Я, конечно, очень бы удивился такому странному вопросу, спросил, разве его кто-нибудь обвиняет в зависти?
– Да, именно, обвиняют в зависти... И кто же? старые друзья, которые знают меня лет двадцать...
Он раздражительно заходил по комнате. Потом вдруг остановился, взял меня за руку и тихо заговорил, почти зашептал:
– И знаете ли, ведь я действительно завидую, но только не так, о, совсем не так, как они думают! Я завидую его обстоятельствам, и именно вот теперь... Мне тяжело так работать, как я работаю, тяжело спешить... Господи, и всю-то жизнь! Вот я недавно прочитывал своего "Идиота", совсем его позабыл, читал как чужое, как в первый раз... Там есть отличные главы... хорошие сцены... у, какие! Ну вот... помните... свидание Аглаи с князем, на скамейке? Но я увидел, как много недоделанного там, спешного... И всегда ведь так, вот и теперь: "Отечественные записки" торопят, поспевать надо... Вперед заберёшь - отрабатывай, и опять вперед... и так всегда! Я не говорю об этом никогда, не признаюсь, но это меня очень мучит.

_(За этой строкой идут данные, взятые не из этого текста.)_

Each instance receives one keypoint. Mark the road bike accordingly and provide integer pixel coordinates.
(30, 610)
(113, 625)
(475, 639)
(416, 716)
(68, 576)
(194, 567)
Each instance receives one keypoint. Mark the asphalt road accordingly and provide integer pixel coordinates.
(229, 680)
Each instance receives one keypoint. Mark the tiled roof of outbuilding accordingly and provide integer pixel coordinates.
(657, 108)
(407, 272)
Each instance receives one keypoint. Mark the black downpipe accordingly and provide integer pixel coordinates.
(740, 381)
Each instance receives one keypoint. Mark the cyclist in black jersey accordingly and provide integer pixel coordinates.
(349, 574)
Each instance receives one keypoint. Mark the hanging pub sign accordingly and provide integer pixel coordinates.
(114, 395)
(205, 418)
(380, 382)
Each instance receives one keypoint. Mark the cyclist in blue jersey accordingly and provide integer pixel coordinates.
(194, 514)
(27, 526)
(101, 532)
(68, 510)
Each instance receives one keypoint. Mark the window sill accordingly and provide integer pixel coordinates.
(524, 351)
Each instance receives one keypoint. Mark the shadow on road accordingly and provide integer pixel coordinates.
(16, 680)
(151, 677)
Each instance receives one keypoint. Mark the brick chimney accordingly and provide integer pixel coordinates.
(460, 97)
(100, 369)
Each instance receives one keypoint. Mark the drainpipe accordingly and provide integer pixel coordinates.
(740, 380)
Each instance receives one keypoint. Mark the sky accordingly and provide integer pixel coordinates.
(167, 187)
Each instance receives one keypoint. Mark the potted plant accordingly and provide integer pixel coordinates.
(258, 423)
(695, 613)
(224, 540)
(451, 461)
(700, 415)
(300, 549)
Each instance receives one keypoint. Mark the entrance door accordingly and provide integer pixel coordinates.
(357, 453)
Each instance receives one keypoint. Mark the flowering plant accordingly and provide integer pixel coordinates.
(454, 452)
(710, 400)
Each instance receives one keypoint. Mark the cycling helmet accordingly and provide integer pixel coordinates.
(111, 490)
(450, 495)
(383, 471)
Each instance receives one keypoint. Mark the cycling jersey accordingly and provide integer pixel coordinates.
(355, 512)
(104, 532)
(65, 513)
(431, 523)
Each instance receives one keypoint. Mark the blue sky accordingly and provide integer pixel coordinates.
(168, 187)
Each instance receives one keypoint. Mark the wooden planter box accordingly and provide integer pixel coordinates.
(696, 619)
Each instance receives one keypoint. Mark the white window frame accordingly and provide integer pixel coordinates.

Ну, а он обеспечен, ему нечего о завтрашнем дне думать, он может отделывать каждую свою вещь, а это большая штука - когда вещь полежит уже готовая, а потом перечтёшь её и исправишь. Вот и завидую... завидую, голубчик!.."
Один раз он поддался греху уныния, - после смерти первой дочери. Это рассказ жены. "Под влиянием прощания с могилкой Сонечки Федор Михайлович был чрезвычайно растроган и потрясён, и тут, в первый раз в жизни я услышала его горькие жалобы на судьбу, всю жизнь его преследовавшую. Он сказал про свою печальную одинокую юность после смерти нежно им любимой матери, вспоминал насмешки товарищей по литературному поприщу, сначала признавших его талант, а затем жестоко его обидевших. Вспоминал про каторгу и о том, сколько он выстрадал за четыре года пребывания в ней. Говорил о своих мечтах найти в браке своем с Марьей Дмитриевной столь желанное семейное счастье, которое, увы, не осуществилось: детей от Марии Дмитриевны он не имел, а её "странный, мнительный и болезненно-фантастический характер" был причиною того, что он был с нею очень несчастлив. И вот теперь, когда это "великое и единственное человеческое счастье - иметь родное дитя" посетило его и он имел возможность сознать и оценить это счастье, злая судьба не пощадила его и отняла столь дорогое ему существо".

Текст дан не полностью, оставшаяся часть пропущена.